05 December 2008

Obama: 'I Didn't Really Mean It' (UPDATED)

About complete withdrawal from Iraq, that is.

Which, as you readers already know, pleases me a great deal. I'm glad to see the airy rhetoric of Obama's many inane campaign promises (rubber) hit the proverbial road. As us realists always knew, those sorts of ridiculous promises were never going to work for real.
On the campaign trail, Senator Barack Obama offered a pledge that electrified and motivated his liberal base, vowing to “end the war” in Iraq.

But as he moves closer to the White House, President-elect Obama is making clearer than ever that tens of thousands of American troops will be left behind in Iraq, even if he can make good on his campaign promise to pull all combat forces out within 16 months.

“I said that I would remove our combat troops from Iraq in 16 months, with the understanding that it might be necessary — likely to be necessary — to maintain a residual force to provide potential training, logistical support, to protect our civilians in Iraq,” Mr. Obama said this week as he introduced his national security team.

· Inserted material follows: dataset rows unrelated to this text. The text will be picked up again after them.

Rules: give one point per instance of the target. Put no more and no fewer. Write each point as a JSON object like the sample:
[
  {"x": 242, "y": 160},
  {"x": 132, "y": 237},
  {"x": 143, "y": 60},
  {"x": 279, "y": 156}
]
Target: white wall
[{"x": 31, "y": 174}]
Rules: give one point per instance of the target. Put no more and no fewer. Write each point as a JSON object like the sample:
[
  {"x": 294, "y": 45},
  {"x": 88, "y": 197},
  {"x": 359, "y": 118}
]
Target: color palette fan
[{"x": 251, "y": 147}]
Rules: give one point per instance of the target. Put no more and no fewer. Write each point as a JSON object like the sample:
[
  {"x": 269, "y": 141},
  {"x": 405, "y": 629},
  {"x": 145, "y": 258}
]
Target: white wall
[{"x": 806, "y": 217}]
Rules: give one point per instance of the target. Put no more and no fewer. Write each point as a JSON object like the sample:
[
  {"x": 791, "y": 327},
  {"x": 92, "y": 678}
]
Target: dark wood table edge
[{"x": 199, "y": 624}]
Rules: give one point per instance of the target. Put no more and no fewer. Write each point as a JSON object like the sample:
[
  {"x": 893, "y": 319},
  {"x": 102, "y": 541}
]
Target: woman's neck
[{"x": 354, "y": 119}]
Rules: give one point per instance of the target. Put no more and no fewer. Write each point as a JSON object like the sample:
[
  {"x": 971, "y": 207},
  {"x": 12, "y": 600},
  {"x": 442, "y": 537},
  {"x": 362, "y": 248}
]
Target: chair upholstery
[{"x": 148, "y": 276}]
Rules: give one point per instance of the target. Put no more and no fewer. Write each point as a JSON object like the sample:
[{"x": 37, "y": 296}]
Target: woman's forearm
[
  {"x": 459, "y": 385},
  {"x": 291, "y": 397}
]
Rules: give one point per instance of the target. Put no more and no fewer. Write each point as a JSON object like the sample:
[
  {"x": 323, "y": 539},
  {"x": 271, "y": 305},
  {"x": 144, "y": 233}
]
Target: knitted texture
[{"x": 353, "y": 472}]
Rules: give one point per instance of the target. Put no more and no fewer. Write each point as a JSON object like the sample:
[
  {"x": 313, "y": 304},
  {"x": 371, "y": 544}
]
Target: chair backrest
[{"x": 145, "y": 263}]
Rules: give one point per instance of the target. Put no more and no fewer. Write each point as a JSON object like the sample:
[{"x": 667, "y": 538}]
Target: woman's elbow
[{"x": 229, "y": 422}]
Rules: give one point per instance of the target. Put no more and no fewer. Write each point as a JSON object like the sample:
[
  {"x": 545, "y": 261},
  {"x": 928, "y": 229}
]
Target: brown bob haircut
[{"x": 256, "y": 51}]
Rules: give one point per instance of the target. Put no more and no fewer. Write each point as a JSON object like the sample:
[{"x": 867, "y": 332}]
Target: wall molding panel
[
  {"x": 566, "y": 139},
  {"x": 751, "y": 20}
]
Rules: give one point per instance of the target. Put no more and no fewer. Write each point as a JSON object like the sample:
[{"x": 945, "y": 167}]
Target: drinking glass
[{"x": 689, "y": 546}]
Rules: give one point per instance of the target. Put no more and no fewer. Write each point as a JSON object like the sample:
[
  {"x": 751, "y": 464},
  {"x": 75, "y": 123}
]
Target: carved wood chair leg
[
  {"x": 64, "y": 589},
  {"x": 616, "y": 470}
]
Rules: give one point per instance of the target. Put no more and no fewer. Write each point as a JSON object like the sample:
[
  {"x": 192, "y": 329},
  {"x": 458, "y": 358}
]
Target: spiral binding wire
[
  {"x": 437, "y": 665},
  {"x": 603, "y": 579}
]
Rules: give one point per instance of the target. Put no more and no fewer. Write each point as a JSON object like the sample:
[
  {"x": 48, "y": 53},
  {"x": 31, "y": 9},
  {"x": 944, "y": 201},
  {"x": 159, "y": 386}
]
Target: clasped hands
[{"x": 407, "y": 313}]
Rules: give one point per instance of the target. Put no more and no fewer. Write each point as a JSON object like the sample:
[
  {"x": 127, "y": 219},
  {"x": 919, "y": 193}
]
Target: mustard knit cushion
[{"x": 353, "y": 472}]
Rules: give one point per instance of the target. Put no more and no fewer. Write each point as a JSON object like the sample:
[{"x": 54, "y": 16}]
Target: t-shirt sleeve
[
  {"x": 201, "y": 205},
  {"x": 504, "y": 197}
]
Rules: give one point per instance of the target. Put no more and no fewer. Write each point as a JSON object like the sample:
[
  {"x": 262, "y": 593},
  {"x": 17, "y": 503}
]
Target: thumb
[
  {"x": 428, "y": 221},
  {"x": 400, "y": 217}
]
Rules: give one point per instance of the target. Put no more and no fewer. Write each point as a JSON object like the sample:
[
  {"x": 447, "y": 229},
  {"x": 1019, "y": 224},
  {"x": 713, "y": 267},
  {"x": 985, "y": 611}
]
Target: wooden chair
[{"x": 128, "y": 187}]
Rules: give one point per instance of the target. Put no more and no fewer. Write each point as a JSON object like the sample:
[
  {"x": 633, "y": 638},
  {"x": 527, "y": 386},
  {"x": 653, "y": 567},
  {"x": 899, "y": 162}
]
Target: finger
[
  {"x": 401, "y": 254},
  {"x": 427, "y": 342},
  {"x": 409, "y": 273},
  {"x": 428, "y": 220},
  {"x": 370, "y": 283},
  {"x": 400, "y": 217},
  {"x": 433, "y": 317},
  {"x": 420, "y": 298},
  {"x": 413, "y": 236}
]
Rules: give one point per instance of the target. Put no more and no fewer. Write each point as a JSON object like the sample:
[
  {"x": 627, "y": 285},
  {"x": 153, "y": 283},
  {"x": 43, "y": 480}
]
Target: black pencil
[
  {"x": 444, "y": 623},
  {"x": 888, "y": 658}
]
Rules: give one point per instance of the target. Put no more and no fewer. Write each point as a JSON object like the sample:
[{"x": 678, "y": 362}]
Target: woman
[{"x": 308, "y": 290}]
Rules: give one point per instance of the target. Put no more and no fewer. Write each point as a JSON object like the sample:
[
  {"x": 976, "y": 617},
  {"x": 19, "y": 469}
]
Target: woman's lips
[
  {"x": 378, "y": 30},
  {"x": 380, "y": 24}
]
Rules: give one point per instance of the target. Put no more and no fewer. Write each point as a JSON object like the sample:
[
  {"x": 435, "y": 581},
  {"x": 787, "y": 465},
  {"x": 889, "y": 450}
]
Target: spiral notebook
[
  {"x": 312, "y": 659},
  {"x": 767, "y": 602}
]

Publicly at least, Mr. Obama has not set a firm number for that “residual force,” a phrase certain to become central to the debate on the way ahead in Iraq, though one of his national security advisers, Richard Danzig, said during the campaign that it could amount to 30,000 to 55,000 troops. Nor has Mr. Obama laid out any timetable beyond 16 months for troop drawdowns, or suggested when he believes a time might come for a declaration that the war is over.

In the meantime, military planners are drawing up tentative schedules aimed at meeting both Mr. Obama’s goal for withdrawing combat troops, with a target of May 2010, and the Dec. 31, 2011, date for sending the rest of American troops home that is spelled out in the new agreement between the United States and the Iraqi government.

That status-of-forces agreement remains subject to change, by mutual agreement, and Army planners acknowledge privately that they are examining projections that could see the number of Americans hovering between 30,000 and 50,000 — and some say as high as 70,000 — for a substantial time even beyond 2011.

Like Ace, I wonder what his supporters will say now to excuse his betrayal of what was the most important issue to them during this campaign: The complete and total withdrawal of American "occupying" forces from Iraq.

Obamaniacs, commence tying yourselves in nuanced knots.

(h/t Hot Air & Ace)

UPDATED 2:28pm BST: Typically, I'm content to just mention some point about how Obama's not living up to his promise, make a snarky comment, and leave it at that. Fortunately, people like Ryan D. at Pendulum Politics exist to actually look at the substance of the situation.